Upaya Mengelola Potensi Konflik Pilkada

Minggu, 12 Februari 2017, 17:00:46 WIB - Politik

Petugas Komisi Independen Pemilihan (KIP) kota Banda Aceh menata kotak suara yang akan diisi dengan logistik pilkada di Banda Aceh, Aceh, Minggu (12/2). Petugas KIP mulai menyiapkan kotak suara dengan berbagai kebutuhan pemilihan lainnya sebelum didistribusikan sebelum satu hari pencoblosan. (ANTARA)

JAKARTA, GRESNEWS.COM - Menjelang Pemilihan Kepala Daerah (pilkada) yang digelar 15 Februari 2017 mendatang, sejumlah pihak telah memetakan potensi konflik pilkada pra dan paska Pilkada. Pihak Kepolisian memastikan telah mengantisipasi terkait pengamanan menjelang pilkada.

Kombes Pol Rikwanto Karopenmas Divisi Humas Polri mengungkapkan hal itu dalam diskusi yang bertajuk 'Bersatu dalam Pilkada'. Rikwanto menegaskan Kepolisian telah siaga dan sudah menempatkan anggotanya untuk mengamankan pilkada.

'Secara umum anggota kepolisian, TNI, Satpol PP dan dinas lainnya di daerah telah ada pergeseran. Artinya sudah menempatkan posisi-posisinya sehingga apapun yang terjadi dalam kegiatan pilkada ini sudah tercover di sisi keamanan dan pengamanannya,' ungkap Rikwanto di Warung Daun Jalan, Cikini Raya, Jakarta Pusat, Sabtu (11/2).

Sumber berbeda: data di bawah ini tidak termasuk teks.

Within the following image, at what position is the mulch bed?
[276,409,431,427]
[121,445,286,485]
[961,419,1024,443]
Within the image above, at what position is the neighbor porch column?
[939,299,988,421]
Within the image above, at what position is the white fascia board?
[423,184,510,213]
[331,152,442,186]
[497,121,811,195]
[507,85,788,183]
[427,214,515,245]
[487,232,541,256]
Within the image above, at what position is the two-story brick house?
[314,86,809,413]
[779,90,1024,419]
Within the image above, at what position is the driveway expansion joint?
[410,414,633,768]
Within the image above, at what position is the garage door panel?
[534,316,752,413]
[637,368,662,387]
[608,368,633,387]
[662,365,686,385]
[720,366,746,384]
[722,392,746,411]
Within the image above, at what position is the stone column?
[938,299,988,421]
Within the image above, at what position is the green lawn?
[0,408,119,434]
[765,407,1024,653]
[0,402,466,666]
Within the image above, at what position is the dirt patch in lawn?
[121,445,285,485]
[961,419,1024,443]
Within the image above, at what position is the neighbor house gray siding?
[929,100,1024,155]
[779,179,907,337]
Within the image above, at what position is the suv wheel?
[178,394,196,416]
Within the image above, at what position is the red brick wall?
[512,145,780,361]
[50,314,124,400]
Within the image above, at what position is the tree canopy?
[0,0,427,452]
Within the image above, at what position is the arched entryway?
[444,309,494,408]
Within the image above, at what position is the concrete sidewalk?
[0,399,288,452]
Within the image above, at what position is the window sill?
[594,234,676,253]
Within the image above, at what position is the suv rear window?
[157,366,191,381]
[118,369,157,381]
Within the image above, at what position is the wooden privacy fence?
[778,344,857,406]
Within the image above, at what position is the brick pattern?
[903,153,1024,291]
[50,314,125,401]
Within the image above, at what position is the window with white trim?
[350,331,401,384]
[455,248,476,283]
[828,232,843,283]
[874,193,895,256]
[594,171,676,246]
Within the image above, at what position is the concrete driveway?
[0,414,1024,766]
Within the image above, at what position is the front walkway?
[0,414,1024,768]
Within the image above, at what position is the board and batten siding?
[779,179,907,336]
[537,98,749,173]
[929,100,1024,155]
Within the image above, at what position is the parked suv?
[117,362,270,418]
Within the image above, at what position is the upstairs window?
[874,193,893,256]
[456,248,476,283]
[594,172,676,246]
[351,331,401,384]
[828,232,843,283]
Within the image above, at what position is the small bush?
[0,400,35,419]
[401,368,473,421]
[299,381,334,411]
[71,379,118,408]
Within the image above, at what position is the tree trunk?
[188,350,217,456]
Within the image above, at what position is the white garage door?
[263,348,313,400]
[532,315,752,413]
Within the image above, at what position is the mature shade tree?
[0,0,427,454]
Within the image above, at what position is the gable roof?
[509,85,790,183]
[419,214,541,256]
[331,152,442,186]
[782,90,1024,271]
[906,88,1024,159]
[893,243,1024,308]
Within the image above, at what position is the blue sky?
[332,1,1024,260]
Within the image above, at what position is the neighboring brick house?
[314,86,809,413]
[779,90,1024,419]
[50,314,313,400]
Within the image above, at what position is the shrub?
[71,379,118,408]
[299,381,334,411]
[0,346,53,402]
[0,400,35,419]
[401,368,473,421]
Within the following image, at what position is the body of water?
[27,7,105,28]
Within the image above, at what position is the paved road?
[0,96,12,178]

Kepolisian menurutnya telah memetakan titik kerawanan dalam pilkada sehingga pengamanannya bisa diatasi. Skemanya, imbuh Rikwanto, pengamanannya tetap dijaga bahkan untuk daerah yang dinilai tidak ada kerawanan juga daerah yang berpotensi berkembang akan dibantu dengan personil dari daerah lain. Untuk Provinsi Aceh misalnya potensi konflik lantaran adanya sisa gesekan antar masyarakat pada masa lalu masih ada sehingga perlu pengamanan yang intensif, begitu pun DKI Jakarta.

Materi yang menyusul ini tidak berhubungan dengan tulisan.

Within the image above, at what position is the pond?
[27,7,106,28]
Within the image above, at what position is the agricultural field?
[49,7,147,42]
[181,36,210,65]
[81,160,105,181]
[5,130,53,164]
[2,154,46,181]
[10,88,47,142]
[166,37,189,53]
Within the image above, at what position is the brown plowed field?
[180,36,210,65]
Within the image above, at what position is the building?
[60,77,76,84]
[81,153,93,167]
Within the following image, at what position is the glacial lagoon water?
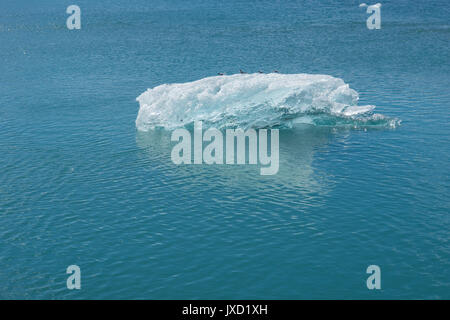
[0,0,450,299]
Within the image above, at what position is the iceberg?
[136,73,399,131]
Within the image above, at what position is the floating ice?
[136,73,398,131]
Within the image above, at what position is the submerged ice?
[136,73,398,131]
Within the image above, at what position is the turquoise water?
[0,0,450,299]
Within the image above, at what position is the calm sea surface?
[0,0,450,299]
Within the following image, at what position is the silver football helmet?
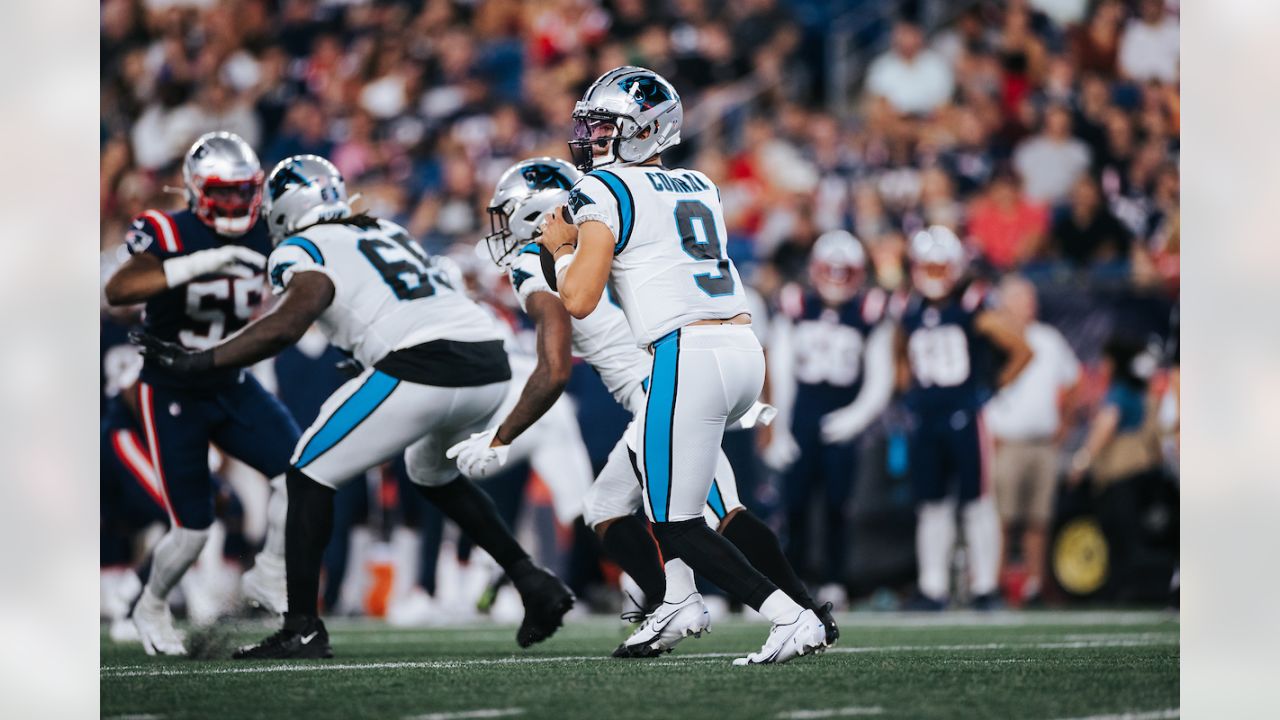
[908,225,969,300]
[182,132,262,237]
[568,65,685,173]
[484,158,582,266]
[809,229,867,305]
[265,155,351,242]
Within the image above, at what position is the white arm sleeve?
[822,323,893,442]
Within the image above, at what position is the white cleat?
[733,610,827,665]
[613,592,712,657]
[133,591,187,655]
[241,552,289,615]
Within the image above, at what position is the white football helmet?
[568,65,685,173]
[266,155,351,242]
[182,132,262,237]
[809,231,867,305]
[908,225,968,300]
[484,158,582,266]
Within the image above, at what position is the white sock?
[964,495,1000,596]
[915,501,956,601]
[662,557,698,602]
[760,591,804,625]
[146,528,209,601]
[253,475,289,573]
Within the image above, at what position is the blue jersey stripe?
[588,170,636,255]
[280,236,324,265]
[644,331,680,523]
[707,480,724,520]
[297,370,399,469]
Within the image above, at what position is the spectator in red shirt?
[969,170,1048,270]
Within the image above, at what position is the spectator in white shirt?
[1120,0,1178,83]
[1014,104,1092,205]
[867,22,955,115]
[983,275,1080,602]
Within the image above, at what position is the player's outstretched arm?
[212,272,334,368]
[538,211,616,320]
[102,245,266,305]
[973,310,1033,387]
[493,292,573,446]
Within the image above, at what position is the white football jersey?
[568,165,750,347]
[507,245,653,413]
[268,220,502,366]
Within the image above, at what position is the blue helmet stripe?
[280,236,324,265]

'Makanya seperti DKI Jakarta itu kita minta kepada personil beberapa daerah yang dianggap aman untuk membantu perkuatan,' ujarnya.

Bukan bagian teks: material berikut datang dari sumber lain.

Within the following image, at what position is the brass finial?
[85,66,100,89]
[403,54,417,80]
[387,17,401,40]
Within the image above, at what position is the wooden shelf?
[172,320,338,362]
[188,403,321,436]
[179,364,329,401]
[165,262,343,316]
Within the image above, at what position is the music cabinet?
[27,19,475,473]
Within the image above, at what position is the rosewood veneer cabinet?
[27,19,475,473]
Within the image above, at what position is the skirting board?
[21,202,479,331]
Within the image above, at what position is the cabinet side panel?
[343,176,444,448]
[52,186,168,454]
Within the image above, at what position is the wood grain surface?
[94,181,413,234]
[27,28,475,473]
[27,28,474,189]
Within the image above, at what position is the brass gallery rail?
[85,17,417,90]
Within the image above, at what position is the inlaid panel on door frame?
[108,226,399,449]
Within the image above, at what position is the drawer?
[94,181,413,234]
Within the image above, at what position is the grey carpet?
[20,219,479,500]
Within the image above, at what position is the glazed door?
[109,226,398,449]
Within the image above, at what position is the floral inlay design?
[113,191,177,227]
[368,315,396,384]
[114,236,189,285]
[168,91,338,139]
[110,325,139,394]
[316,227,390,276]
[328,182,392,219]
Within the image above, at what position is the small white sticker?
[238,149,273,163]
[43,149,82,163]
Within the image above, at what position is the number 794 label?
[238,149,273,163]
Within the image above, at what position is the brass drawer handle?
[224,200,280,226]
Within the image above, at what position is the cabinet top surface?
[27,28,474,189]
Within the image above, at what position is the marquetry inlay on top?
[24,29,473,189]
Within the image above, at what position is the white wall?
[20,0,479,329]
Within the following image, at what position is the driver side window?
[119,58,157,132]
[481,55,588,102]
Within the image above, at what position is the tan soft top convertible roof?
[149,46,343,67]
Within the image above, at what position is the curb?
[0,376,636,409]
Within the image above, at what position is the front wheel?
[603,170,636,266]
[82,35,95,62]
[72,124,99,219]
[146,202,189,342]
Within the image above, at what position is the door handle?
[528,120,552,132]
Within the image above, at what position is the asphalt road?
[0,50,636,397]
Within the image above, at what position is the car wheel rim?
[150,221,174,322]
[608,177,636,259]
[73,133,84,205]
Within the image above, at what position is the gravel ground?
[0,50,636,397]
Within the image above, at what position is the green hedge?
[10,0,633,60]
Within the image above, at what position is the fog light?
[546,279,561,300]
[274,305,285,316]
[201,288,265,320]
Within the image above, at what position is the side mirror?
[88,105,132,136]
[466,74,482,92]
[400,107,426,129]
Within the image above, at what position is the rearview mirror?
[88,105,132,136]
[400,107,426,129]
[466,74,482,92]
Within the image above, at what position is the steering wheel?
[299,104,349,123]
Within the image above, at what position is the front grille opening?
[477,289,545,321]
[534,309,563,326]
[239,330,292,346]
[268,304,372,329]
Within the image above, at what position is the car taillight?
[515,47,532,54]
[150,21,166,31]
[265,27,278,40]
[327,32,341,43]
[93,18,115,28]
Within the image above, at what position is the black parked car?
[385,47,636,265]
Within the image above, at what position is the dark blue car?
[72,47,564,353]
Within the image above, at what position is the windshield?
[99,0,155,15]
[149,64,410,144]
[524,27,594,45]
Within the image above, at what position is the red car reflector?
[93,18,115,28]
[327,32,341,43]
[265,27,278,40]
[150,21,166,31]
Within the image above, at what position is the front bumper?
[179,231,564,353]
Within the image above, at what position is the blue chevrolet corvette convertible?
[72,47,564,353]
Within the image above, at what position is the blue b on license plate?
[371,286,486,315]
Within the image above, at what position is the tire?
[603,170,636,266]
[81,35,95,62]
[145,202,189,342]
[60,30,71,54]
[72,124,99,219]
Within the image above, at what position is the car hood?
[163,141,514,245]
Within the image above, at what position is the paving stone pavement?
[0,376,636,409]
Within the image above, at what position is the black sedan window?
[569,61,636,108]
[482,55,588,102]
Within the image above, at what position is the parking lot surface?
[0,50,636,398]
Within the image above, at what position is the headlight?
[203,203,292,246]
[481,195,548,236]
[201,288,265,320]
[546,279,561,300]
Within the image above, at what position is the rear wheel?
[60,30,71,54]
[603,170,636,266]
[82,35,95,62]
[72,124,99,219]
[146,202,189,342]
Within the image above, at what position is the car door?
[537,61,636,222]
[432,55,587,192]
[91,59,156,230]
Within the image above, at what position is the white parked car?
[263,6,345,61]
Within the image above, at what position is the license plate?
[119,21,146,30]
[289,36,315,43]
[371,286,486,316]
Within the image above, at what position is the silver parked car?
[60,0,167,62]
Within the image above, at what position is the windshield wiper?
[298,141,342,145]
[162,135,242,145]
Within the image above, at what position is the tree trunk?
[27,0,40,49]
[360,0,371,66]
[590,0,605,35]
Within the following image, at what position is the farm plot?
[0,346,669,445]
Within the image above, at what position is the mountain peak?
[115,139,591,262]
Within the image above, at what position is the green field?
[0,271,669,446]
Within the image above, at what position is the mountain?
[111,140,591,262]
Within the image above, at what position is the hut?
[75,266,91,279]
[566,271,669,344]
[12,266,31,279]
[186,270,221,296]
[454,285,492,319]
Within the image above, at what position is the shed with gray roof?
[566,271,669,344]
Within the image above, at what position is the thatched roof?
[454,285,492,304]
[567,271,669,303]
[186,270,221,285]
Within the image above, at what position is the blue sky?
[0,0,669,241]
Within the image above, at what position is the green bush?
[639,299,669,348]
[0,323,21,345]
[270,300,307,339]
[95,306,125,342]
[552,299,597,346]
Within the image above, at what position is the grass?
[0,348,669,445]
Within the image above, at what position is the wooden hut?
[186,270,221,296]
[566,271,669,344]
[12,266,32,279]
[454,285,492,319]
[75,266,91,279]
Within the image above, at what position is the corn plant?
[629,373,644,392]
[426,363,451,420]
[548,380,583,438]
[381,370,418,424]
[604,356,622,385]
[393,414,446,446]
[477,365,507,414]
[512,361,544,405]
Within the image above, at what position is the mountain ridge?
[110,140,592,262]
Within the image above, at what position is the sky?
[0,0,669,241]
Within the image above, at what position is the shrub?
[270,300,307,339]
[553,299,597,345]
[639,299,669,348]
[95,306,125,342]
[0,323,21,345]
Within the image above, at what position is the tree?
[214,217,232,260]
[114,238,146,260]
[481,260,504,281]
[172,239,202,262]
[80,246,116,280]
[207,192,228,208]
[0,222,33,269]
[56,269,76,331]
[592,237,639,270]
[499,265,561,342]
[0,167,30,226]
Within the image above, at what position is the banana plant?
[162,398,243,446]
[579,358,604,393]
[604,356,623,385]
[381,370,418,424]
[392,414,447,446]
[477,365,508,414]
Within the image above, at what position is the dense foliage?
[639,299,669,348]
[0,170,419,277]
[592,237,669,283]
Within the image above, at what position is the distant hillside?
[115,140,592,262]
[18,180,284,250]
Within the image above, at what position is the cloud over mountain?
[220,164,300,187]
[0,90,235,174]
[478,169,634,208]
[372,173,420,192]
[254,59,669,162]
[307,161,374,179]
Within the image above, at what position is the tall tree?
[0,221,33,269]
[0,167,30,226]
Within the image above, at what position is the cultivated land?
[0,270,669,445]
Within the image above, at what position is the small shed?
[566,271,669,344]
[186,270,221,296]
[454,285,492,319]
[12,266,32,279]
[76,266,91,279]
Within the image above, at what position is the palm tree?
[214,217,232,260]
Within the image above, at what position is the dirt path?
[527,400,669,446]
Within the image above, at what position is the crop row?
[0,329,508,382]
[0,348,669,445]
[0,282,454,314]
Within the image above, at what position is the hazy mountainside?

Sementara itu, ketua Komisi II DPR RI Lukman Edy justru menekankan perlunya penanganan potensi konflik paska pilkada. Menurut politisi Partai PKB itu, beberapa daerah memiliki karekteristik potensi konflik hampir serupa seperti Aceh, Jakarta, Papua dan Banten.

Dari beberapa daerah yang melangsungkan pilkada, memang masih kentara potensi konflik cukup kuat yang mesti diantisipasi. Pasalnya ada persoalan ketidakadilan, perlakuan berbeda secara hukum yang menurutnya masih ditemukan saat komisi II melakukan kunjungan ke beberapa daerah yang akan melangsungkan pilkada.

'Seperti di Aceh kan yang mencalonkan gubernur semuanya pernah menjabat gubernur dan punya pendukung fanatis masing-masing,' kata Lukman pada kesempatan yang sama.

Kendati begitu Lukman cukup optimis melihat langkah aparat kepolisian untuk menangani potensi konflik tersebut. Dia mengaku, soal sistem regulasi masih kurang kuat untuk memberi payung hukum dalam mengatasi konflik.

'Payung dalam UU Pilkada tidak maksimal. Misalnya anggaran TNI yang ingin memberi bantuan keamanan itu tidak bisa menggunakan anggarannya internalnya karena tidak diberi payung hukum yang cukup,' kata Lukman.